The true value of music lies in the musicians ability to attract, entertain
and inspire an audience. Musicians are members of a local community who do best
when they remain local, enjoy local celebrity and assume positive, if not
exemplary roles. They contribute to the common good. Music education for
children has benefits in many directions and music literate teachers are
valuable in schools and as private educators in the community. If you assume,
as I do, that everyone should play and enjoy music – if only to clap your hands
and sing a tune- then musicians are always needed to promote musical
expressions. In my town, there are many musicians who are constantly at play.
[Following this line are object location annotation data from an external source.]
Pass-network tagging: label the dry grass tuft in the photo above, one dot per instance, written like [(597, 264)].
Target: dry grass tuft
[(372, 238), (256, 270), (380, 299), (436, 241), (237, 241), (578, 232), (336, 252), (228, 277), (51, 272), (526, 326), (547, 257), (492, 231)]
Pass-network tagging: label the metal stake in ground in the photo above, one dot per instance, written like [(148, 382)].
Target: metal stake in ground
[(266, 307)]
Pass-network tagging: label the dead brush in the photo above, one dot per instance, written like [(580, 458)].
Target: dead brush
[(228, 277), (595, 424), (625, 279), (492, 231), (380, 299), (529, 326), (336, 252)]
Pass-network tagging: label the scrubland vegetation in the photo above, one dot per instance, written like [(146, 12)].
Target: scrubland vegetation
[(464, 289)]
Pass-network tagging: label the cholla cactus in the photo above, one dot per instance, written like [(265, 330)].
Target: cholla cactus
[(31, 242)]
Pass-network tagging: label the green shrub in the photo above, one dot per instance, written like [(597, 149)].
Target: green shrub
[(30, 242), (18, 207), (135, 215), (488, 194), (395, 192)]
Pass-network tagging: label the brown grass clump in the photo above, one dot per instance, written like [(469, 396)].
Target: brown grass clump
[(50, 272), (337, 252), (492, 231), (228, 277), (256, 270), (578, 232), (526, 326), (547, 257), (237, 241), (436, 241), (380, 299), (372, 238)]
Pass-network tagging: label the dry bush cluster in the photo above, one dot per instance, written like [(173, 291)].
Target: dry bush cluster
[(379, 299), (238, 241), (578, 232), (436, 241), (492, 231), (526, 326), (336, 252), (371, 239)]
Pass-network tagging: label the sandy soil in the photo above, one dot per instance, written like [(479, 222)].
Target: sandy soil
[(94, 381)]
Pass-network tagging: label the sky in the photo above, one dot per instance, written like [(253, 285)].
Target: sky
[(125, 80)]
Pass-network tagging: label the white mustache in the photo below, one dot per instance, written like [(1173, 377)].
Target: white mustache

Some entertain, teach and participate in a variety of musical groups. Some earn
a modest living but all enjoy their expression of music. Many amateur groups
practice and perform without pay just for the pleasure of making music.
Sometimes, young aspiring musicians are lured by the example of distant
celebrities and try in vain to become great singers or great bands. In my view,
the wish for celebrity can be self-defeating, a bad idea. Occasionally, a local
celebrity through much practice and dedication to the art of music will become
known outside the local community and one may even become rich and famous. It is
something like the lottery – its fun to fantasize what you could do if your won,
but the odds are 1 in 14 million, so don't hold your breath.
I tell the fame-seekers that commercial success is a product manufactured by
groups of business people. It is an industrial activity that turns a very small
number of specially compliant musicians and a few formula-produced songs into
products that will be mass-marketed and bought by millions of highly
programmed people. If you have a touch of artistic integrity or a taste of
personal freedom, you should probably stay far away.
Celebrity
Famous people have always fascinated inspired and led ordinary people. Fame
has always been achieved through stories, publicity and public spectacles. For
the long stretch of human history rulers, military leaders, and priests with
high status were the main celebrities. Gods and goddesses were made celebrities
by rulers and priests in the same way that actors became celebrities with the
sponsorship of wealthy movie studios.
In the 20th century, the expansion of media created in both local and
worldwide networks a more profuse and complicated world of celebrities. With the
ascent of popular music, radio, television and movies, one path to riches and
fame was popular music. By giving public performances, selling recordings and
appearing often in the media, a few popular singers became stars, even
with mediocre musical ability. If you look closely at 21st century celebrities,
you find mostly attractive, photogenic people whose faces are recognized by a
large audience. Photographs of celebrity faces became commodities purchased by a
receptive marketplace. Celebrity faces appear everywhere. Facial recognition is
an important determinant of human behavior. A familiar face becomes a friend; a
friend becomes family or even a lover. Fantasies of sharing wealth and fame
develop around the familial face. Some idolize and worship a familiar, celebrity
face.
Page wrote: “Celebrities are fascinating because they live in a parallel
universe—one that looks and feels just like ours yet is light-years beyond our
reach. Stars live in another world entirely, one that makes our lives seem
woefully dull by comparison. It’s easy to blame the media for this cognitive
whiplash. But the real celebrity spinmeister is our own mind, which tricks us
into believing the stars are our lovers and our social intimates. Celebrity
culture plays to all of our innate tendencies: We’re built to view anyone we
recognize as an acquaintance ripe for gossip or for romance. Since catching
sight of a beautiful face bathes the brain in pleasing chemicals, George
Clooney’s killer smile is impossible to ignore. Stars summon our most human
yearnings: to love, admire, copy and, of course, to gossip and to jeer. It’s
only natural that we get pulled into their gravitational field. John Lennon
infuriated the faithful when he said the Beatles were more popular than Jesus,
but he wasn’t the first to suggest that celebrity culture was taking the place
of religion. With its myths, its rituals and its ability to immortalize, it
fills a similar cultural niche. In a secular society our need for ritualized
idol worship can be displaced onto stars. Horan speculates that celebrity fills
some of the same roles the church fills for believers; the desire to admire the
powerful and the drive to fit into a community of people with shared values.”